静流の手際の良さに、一同は感心している。
「静流様ぁ、ウチの部隊に、回復担当で来てくれません?」
「真紀!? それはシャレにならないわよ!?」
「ごめーん。フフフ」
和やかな雰囲気の中、静流はみのりを立たせた。
「はい。もう大丈夫ですね?」
「す、すいません。あたしったら、もう……」
みのりの顔が一層赤くなった。
「みのりさん、これからも、何かとお世話になると思いますので、よろしくお願いしますね?」ニパァ
「だっふぅぅぅん♡」
みのりは、自分に向けられたニパを食らい、鼻血を吹きながら大の字になり、後ろに倒れた。
「うわ、大変だ!」
みのりの意識は、完全に飛んだ。
「ぷっしゅぅぅぅ……」
気絶したみのりを、ゆっくりとソファーに寝かせる静流。
「ちょっと、刺激が強すぎたか……ふぅ、反省」
みのりの鼻血を拭いてやり、ため息をつく静流。
「刺激なんてもんじゃないでしょう? いきなり憧れの人が二人も目の前にいたら、卒倒もしますよ」
「そうですよ! このカオスな状況、説明してもらえます?」
「私にとっては、うれしいサプライズ、でしたけど」ポォォ
工藤姉妹がキレ気味に迫って来た。萌は自分の世界に入っているのか、うわ言のように呟いている。

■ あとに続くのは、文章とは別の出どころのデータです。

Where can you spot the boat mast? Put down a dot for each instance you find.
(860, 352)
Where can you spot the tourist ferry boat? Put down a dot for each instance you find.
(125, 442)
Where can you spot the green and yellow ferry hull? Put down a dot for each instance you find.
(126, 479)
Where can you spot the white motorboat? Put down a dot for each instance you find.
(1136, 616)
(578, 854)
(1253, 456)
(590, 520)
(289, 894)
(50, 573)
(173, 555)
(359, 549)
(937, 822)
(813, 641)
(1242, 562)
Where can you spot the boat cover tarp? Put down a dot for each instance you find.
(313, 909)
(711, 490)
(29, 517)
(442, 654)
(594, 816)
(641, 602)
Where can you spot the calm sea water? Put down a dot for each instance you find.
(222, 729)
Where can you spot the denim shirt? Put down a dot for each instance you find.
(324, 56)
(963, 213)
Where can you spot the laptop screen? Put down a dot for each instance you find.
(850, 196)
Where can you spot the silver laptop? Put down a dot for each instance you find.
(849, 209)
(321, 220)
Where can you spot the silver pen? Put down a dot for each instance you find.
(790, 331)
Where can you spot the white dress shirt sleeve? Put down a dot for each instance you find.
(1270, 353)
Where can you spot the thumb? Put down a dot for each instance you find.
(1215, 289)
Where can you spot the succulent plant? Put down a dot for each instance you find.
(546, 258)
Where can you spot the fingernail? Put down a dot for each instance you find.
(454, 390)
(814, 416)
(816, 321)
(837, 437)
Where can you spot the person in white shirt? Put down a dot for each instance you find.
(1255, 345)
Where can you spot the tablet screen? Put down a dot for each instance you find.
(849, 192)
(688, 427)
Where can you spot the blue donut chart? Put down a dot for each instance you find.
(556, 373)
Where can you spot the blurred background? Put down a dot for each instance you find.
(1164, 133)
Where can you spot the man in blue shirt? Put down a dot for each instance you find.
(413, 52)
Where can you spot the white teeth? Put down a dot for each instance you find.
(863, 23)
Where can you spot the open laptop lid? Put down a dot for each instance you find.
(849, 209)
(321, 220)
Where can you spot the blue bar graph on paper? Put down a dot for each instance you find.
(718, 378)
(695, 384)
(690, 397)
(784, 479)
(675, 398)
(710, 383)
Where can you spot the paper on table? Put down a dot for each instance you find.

「確かに最初は、サプライズを狙いました。だけど、みのりさんがこちらの隊に入るとなると、僕の素性を明かす必要があって、そうすると太刀川でみのりさんたちを騙してた事になっちゃうんだよな、って思ったら嫌われるんじゃないかって不安で……」
静流の顔が次第に青みがかって来て、ローテンションになっていった。
萌たちはあわてて静流をフォローする。
「そ、そこまで落ち込む事、無いですよ」
「やむ負えない事情があったんだし、仕方なかったんですから」
「でもそれは、僕の身勝手で一方的な理由ですよ?」
萌たちにそう言われても、静流のメンタルは回復しなかった。
「静流、もう起こった事でしょ? ウジウジしない!」
「真琴?」
「堂々としてればイイの。アンタは悪い事したワケじゃないんだから」
「そうであります。自己防衛手段だったのであります」
「……わかった。正直に話すよ」
真琴たちにそう言われ、静流は腹をくくったようだ。
そのやり取りを見て、郁たちは真琴に感心していた。